The watershed of Asia and the land of snow peaks and Sherpa, yaks and yetis, monasteries and mantra, Nepal is squeezed between the high Himalayas and Indian plains. Considered a paradise for the mountaineering and other adventurous activities, it has something for every nature of adventure lovers. Home to 8 of the 14 peaks highest peaks in the world including the tallest Everest (8848m), Nepal has 1310 mountain peaks out of which 326 of them are open for the purpose of climbing and mountaineering. This makes the tiny Himalayan nation exceptionally popular for mountaineering. Climbing the formidable peaks in Nepal has been the synonym for outstanding achievement and display of courage as this require cautious longer planning and preparation along with physical fitness.
Nepal is home to several other mountains below the mighty above 8000m peaks. This makes the peak climbing in Nepal ideal to those who have some form of trekking experience and want to test themselves further in the adventure tourism. Many smaller mountains known as ‘Nepal Trekking Peaks’ (5650m to 6500m) are more than simple trekking. Some of these peaks are Mera Peak, Lobuche Peak and Island Peak. 33 such peaks are open for climbing managed under the label of ‘Trekking Peaks’ by Nepal Mountaineering Association (NMA). Similarly, expeditions to the peaks ranging below 8000m fall under another range of mountains for peak climbing. Pumori, Barunste are some of the peaks of this range. Above 8000m are the snow-capped peaks which occupy the top category for peak climbing. Mt Everest, Mt. Annapurna, Mt. Makalu, Mt. Manaslu, Mt Dhaulagiri are some of these peaks above 8000m.

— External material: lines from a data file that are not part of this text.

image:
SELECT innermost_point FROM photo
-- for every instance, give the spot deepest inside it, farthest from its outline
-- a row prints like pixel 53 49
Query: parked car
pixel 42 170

However, some of the peaks below 6812m range also require technically assistance for the purpose of climbing besides the higher ones. Island Peak is considered technically more difficult than Mera Peak, though they fall in the same appellation.
Generally, spring season (April to early June) is considered as the best season for Mountaineering/Peak climbing. It was once the only permission season for mountaineering. In recent years autumn season (September to November) is also the period for successful expeditions. In 1979, Ministry of Tourism established a season for winter mountaineering. For season of November to February, technological advances have allowed ascend to the peaks. Monsoon season (July to August) isn’t the practical season for peak climbing.
Mountaineers need to have permission from the Ministry of Tourism for the purpose of peak climbing, though Liaison Officer isn’t needed for climbing peaks below 6500m. Recently, Ministry of Tourism decided to withdraw the authority to manage the 33 trekking peaks from Nepal Mountaineering Association (NMA), given to it since 1978. The royalty fees have also been revised by the government to further promote mountaineering in Nepal.
How is Trekking different from Mountaineering?
As per Nepal Mountaineering Association there are 33 peaks as the Trekking Peaks in Nepal which is relatively confusing as all involve climbing. Trekking peaks means more of the trip that consists mainly the trekking activities with few of days of ascending a glacier to a high camp and then a summit day with some technical climbing, rather than the expedition involving a base camp and using siege tactics to climb a mountain. Mountaineering is the need of climbing equipment to ascend the mountain that includes the crossing of glacier, crossing snow field with crampons, climbing steep ice wall with an ice axe and so on. So, trekking is bit different from mountaineering in terms of technicality and ease.
The haven for mountaineering and Peak Climbing, Nepal has in offer different technical and relatively less difficult peaks for mountaineering. Summiting each peak provides some form of adrenaline rush to the mountaineers and a sense of pride and achievement. A must do activity for the adventure lovers, Mountaineering is an ultimate source of adventure.